Kubi tiene un año y medio y sufre malnutrición severa. Laraba, su abuela, le salvó la vida a él, a sus primos y hermanas la noche en la que Boko Haram entró en su pueblo, saqueó y asesinó a su madre y a su padre. Cada relato en el campamento tiene la misma simiente: la llegada de los demonios, el horror de la violencia y la huida como trágica memoria colectiva.
La violencia surge como herencia de un proceso de descolonización que, una vez más, enemistó a creyentes, enfrentó a etnias y linajes, levantó fronteras separando comunidades y distribuyó la riqueza de manera desigual, dejando al país fracturado en dos. El sur, de mayoría cristiana, con tierras fértiles, industria y petróleo como sostén de una economía cada vez más creciente. Y el norte, de mayoría musulmana, tierras inhóspitas sedientas, con altas tasas de pobreza, desempleo y analfabetismo; comunidades ganaderas que buscan sobrevivir con pequeñas producciones hortícolas en una situación de extrema vulnerabilidad.

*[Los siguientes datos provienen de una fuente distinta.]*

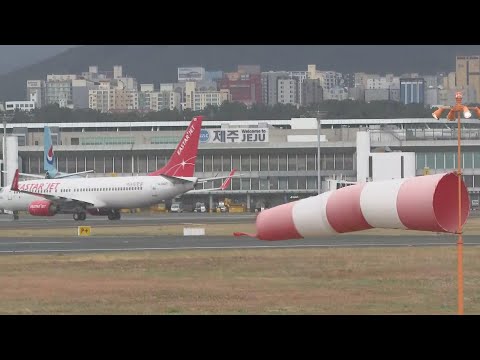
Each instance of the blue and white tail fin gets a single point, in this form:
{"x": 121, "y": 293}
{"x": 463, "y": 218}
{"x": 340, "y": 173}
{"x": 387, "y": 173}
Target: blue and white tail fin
{"x": 48, "y": 154}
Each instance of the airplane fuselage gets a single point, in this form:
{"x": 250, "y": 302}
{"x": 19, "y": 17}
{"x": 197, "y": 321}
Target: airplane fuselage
{"x": 102, "y": 192}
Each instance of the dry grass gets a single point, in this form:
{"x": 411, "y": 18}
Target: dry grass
{"x": 269, "y": 281}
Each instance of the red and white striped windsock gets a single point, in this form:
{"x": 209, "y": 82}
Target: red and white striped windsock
{"x": 428, "y": 203}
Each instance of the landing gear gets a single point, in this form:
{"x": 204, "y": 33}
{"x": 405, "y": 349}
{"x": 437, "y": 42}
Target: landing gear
{"x": 114, "y": 215}
{"x": 79, "y": 216}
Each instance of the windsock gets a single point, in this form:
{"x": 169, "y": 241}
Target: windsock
{"x": 426, "y": 203}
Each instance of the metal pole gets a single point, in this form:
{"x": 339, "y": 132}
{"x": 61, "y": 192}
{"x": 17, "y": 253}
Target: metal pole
{"x": 460, "y": 235}
{"x": 5, "y": 174}
{"x": 319, "y": 125}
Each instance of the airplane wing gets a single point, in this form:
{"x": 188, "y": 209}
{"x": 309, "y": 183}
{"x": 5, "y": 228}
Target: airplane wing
{"x": 53, "y": 198}
{"x": 73, "y": 174}
{"x": 225, "y": 184}
{"x": 176, "y": 180}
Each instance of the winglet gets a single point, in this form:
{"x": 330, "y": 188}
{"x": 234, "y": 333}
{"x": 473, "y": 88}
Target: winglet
{"x": 14, "y": 186}
{"x": 226, "y": 183}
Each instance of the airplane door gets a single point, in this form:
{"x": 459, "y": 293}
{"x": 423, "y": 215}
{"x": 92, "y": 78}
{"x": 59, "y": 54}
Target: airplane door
{"x": 154, "y": 190}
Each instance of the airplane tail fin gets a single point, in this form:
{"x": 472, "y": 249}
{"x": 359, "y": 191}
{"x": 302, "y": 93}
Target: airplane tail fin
{"x": 48, "y": 153}
{"x": 182, "y": 161}
{"x": 14, "y": 186}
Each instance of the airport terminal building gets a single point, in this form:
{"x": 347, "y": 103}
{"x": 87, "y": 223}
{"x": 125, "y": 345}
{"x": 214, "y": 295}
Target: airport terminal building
{"x": 277, "y": 159}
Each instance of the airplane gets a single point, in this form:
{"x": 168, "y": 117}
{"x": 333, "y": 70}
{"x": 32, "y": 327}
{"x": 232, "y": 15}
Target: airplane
{"x": 105, "y": 196}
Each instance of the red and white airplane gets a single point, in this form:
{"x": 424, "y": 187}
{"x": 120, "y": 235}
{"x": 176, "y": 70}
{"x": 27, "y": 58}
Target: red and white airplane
{"x": 107, "y": 195}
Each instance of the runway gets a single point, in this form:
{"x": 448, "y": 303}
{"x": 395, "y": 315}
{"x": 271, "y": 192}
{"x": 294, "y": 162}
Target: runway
{"x": 65, "y": 220}
{"x": 97, "y": 244}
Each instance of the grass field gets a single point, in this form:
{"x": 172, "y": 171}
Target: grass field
{"x": 268, "y": 281}
{"x": 472, "y": 227}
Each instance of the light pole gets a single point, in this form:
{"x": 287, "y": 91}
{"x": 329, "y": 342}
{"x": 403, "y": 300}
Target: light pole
{"x": 455, "y": 111}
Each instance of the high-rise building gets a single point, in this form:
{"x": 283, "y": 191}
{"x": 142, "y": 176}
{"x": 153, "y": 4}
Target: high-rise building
{"x": 243, "y": 87}
{"x": 59, "y": 90}
{"x": 80, "y": 92}
{"x": 468, "y": 73}
{"x": 287, "y": 91}
{"x": 36, "y": 92}
{"x": 412, "y": 90}
{"x": 270, "y": 85}
{"x": 312, "y": 92}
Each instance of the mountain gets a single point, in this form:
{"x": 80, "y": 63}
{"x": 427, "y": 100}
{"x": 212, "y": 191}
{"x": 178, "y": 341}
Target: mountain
{"x": 14, "y": 57}
{"x": 158, "y": 63}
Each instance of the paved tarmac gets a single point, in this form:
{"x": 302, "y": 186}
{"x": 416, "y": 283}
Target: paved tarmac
{"x": 66, "y": 220}
{"x": 98, "y": 244}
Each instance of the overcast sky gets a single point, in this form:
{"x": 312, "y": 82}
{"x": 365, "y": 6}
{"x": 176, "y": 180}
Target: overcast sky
{"x": 16, "y": 56}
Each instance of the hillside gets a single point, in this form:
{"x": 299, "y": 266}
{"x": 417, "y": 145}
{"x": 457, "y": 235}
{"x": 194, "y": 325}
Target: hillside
{"x": 158, "y": 63}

En la provincia de Borno, al noroeste de Nigeria, se gestó Boko Haram, que podría traducirse como «la educación occidental es pecado». Su líder fundador fue Utas Mohamed Yosef, un clérigo musulmán que hasta ese entonces criticaba al gobierno a través de sus «Jubtas» en la mezquita de Maiduguri. En el año 2009 llamó a sus seguidores a las armas contra el gobierno. Ese año terminaría ejecutado por la policía en plena calle. Heredó el liderazgo Abubaker Shekau, quien en 2011 modificó la estrategia del grupo virando hacia la barbarie: arrasando sin contemplaciones lo que tenía enfrente y dejando al ejército nigeriano desorientado y diezmado.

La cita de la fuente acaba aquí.